今日紹介するハーバード大学からの論文は、この課題克服のために想像を絶するほどの努力を払って、サルから人間の過程で新たに起った転写調節領域の変化を網羅的に解析する手段と資源を開発し、哺乳動物の進化過程で変遷し、かつ人間特有の機能が発生した転写調節領域を特定した研究で、10月20日号のNeuronに掲載予定だ。タイトルは「Rewiring of human neurodevelopmental gene regulatory programs by human accelerated regions(ヒトの神経発生遺伝子調節プロブラムを人間の進化で変化している領域を用いてプログラムし直す)」だ。
繰り返すが膨大な仕事だ。まず、人間とサルの発達期の脳を用いてエンハンサー活性をクロマチン沈降法(H3K27など)で調べ、ヒトで大きく変化している原因になると考えられる配列(HARと呼んでいる)を約3万種類集め、この領域を中心にした人工エンハンサーライブラリーを合成している。

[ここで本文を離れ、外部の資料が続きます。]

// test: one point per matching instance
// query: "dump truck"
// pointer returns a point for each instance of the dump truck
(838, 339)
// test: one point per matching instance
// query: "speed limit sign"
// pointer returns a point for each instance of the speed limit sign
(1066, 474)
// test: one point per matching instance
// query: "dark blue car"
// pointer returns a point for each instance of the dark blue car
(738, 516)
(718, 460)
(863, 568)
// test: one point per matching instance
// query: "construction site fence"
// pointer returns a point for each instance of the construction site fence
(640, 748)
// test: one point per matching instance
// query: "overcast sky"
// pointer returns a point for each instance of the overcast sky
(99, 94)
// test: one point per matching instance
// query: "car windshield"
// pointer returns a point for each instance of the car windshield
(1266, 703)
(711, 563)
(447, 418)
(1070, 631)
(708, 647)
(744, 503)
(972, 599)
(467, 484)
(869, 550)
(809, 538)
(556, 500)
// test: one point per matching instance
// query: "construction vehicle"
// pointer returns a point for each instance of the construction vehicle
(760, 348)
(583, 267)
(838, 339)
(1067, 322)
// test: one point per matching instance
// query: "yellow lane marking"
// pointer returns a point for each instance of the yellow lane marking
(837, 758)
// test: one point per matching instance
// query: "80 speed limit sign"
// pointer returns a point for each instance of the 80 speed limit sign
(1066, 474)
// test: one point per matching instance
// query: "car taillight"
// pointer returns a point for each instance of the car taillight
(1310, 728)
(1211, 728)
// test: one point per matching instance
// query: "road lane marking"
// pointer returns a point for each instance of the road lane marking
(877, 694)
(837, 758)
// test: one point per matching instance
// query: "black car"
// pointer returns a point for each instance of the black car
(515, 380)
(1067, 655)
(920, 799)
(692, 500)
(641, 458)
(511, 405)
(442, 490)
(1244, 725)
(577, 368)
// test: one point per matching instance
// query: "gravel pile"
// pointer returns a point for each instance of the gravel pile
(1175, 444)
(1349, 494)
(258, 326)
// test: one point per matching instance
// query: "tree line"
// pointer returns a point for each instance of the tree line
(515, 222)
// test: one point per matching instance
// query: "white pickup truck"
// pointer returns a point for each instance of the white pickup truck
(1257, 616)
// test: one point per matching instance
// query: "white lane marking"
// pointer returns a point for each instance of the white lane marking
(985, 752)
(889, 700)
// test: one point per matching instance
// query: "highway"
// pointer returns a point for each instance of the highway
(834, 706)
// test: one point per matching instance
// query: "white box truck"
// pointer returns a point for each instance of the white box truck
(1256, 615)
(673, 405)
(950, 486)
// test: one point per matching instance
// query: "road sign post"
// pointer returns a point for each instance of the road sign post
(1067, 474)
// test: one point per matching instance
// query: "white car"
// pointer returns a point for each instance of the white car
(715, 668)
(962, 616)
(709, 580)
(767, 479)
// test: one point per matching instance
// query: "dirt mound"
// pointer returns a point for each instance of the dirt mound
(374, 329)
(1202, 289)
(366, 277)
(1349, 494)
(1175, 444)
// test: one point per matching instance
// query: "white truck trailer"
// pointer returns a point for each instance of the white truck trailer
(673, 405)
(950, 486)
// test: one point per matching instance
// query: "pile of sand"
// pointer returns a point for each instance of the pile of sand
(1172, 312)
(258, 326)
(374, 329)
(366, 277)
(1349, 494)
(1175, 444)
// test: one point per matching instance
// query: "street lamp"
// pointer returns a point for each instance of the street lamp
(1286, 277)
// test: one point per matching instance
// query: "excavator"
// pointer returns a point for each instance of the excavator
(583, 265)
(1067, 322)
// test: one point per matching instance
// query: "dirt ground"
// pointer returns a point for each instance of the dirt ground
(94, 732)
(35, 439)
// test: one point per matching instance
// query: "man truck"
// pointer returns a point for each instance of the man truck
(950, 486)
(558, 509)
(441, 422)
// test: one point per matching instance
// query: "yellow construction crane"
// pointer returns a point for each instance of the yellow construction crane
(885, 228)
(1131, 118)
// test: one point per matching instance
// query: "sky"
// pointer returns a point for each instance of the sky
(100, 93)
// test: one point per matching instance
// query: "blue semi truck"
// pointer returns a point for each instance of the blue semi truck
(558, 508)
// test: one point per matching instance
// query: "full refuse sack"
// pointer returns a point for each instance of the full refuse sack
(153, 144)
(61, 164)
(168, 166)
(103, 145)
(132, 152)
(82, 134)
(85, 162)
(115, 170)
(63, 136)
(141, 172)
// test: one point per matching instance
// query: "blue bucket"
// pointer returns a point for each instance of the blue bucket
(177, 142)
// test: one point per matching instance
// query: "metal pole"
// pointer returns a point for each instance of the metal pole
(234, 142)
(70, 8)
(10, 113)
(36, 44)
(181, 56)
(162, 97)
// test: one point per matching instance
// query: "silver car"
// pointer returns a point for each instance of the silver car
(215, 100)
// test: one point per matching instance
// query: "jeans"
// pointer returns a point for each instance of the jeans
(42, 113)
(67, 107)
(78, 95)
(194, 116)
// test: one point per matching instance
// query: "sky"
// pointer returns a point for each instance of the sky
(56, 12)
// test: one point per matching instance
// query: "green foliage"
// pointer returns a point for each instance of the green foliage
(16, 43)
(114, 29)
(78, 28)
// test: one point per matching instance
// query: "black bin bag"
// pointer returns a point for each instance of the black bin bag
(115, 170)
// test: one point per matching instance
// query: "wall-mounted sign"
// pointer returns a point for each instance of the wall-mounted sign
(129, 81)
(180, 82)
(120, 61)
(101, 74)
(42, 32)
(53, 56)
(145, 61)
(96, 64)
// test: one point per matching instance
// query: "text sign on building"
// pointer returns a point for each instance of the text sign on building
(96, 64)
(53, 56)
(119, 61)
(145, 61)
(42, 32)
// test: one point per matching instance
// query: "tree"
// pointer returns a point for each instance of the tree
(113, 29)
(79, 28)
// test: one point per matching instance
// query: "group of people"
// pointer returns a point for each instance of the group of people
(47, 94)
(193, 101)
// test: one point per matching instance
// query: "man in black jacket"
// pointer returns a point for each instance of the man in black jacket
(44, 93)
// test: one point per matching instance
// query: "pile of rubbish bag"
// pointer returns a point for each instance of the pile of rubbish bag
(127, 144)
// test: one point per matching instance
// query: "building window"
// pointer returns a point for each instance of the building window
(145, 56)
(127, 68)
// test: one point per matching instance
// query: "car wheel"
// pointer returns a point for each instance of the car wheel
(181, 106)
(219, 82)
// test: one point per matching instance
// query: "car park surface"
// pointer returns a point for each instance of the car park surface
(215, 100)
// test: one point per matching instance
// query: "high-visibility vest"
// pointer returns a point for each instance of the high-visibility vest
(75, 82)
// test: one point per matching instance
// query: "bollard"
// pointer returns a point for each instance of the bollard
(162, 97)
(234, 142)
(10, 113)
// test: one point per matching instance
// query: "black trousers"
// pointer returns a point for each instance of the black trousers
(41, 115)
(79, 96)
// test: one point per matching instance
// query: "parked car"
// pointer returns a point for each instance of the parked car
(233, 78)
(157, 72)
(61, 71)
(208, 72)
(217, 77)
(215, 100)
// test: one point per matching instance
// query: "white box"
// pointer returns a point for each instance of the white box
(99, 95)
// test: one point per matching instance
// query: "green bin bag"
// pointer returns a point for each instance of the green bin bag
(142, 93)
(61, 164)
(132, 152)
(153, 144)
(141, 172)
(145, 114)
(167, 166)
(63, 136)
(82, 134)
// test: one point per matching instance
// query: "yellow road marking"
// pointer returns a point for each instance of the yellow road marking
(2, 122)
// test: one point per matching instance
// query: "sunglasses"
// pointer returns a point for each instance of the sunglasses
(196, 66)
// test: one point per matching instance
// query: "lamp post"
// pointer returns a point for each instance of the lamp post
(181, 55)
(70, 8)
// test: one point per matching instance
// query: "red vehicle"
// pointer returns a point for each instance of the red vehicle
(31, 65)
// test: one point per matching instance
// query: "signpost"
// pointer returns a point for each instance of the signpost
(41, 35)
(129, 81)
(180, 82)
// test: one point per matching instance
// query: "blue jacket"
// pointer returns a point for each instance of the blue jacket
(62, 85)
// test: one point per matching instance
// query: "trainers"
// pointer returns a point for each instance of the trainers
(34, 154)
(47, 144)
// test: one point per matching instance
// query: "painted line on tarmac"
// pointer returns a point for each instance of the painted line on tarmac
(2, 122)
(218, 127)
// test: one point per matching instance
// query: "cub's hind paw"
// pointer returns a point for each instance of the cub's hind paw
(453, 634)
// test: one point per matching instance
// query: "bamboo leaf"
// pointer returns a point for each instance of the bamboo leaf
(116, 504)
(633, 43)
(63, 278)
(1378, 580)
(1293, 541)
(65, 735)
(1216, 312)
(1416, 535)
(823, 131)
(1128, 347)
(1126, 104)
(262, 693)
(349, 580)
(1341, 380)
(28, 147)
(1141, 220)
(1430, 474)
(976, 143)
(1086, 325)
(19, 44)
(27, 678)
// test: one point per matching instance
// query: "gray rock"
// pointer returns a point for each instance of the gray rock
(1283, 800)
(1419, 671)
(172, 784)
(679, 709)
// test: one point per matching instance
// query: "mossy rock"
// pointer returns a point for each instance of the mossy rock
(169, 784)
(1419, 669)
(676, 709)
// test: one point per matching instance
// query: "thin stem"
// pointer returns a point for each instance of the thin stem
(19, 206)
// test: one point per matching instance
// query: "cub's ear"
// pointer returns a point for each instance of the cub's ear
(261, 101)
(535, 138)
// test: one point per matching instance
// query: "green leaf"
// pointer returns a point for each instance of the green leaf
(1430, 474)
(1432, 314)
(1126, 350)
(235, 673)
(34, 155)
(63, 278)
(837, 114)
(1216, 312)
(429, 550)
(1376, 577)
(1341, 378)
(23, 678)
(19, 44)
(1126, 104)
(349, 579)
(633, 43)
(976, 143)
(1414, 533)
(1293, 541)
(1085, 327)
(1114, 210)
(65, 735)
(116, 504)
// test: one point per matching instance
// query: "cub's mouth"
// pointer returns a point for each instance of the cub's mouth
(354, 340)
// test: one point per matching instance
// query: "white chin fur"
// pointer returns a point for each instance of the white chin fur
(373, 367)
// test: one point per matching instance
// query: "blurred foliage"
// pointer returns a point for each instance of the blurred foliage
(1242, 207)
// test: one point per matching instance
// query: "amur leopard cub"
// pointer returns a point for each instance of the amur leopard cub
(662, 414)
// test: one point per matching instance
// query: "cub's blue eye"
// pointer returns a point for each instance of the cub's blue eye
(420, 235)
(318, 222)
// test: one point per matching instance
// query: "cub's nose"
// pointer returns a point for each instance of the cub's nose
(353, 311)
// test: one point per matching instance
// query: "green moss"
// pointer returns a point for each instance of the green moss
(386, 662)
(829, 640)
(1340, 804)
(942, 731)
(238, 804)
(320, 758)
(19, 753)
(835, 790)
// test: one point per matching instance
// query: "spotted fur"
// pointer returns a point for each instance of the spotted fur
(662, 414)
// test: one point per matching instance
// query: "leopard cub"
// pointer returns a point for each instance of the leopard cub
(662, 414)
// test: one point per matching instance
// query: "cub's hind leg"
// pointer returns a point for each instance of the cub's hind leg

こうして作成したエンハンサーを、ミニプロモーターとバーコードをつけたルシフェラーゼ遺伝子と結合させたライブラリーにして、エンハンサー活性をバーコードの出現頻度で検出できるライブラリーにして、これを細胞に導入してエンハンサー活性を網羅的に調べている。
ルシフェラーゼ遺伝子をマーカーに使ってしまうと、蛍光活性と一個一個のエンハンサーを対応させる必要が出てしまうので、網羅的解析には適さない。そこで、トランスフェクトした細胞全体を集めて、転写されているRNAの配列を調べ、そこに存在するバーコードの頻度から、エンハンサーの活性を測定するという、まさにバーコードによる「見るから読む」技術で、何万もの異なるエンハンサー活性を一度に測定することが可能になっている。
人間とサルの同じエンハンサー領域ライブラリーの活性を、神経細胞株で調べると、人間で新たに出現したエンハンサー配列(HAR)の半分は、神経細胞内でサルより高いエンハンサー活性を示す。また、発生途上の神経前駆細胞でも同じように高いエンハンサー活性を示す。
また、発生過程の神経細胞を、クロマチン沈降法によるエンハンサー解析や、HiCなどの染色体相互作用測定法で調べた時に特定できる調節領域と、HARを対応させると、40%近くの調節領域にHARを認める。
このように、HARの活性から、そのエンハンサー部分を持つ転写調節領域を特定すると、自動的に転写活性がサルから人間への過程で変化する遺伝子を特定することができる。この研究ではその例として、調節領域に2つのHARがサルから人間への進化過程で挿入された遺伝子PPP1R17を特定する。そして、実際HARがエンハンサーとしてプロモーターと相互作用していることをHiCを用いて確認している。
後は、この遺伝子の発現をマウス、サル、人間と比べると、マウスからヒトまで小脳のプルキンエ細胞では発現が見られる一方、大脳皮質の発現は人間とサルだけで見られること、また皮質での発現もサルでは生後も長期間持続する一方、ヒトでは胎児期だけに発現している。
結果は以上で、実際2種類のHARがヒト特異的なPPP1R17遺伝子発現の生後の低下に関わっているのかについては確認していないし、この遺伝子の発現を早くオフにすることの脳機能に及ぼす効果が何なのかはまだわからない。この遺伝子がG1-S移行を調節することから、細胞の増殖による人間特異性に関わるのではと想像されるが、まだ研究は必要だ。
しかし、エンハンサー活性をバーコードによりバルクで調べられること、それを用いて、脳発生に関わるエンハンサー活性検出ライブラリーを、ヒトを含む様々な動物で完成させていることに、本当に時代が変わっていることを感じた。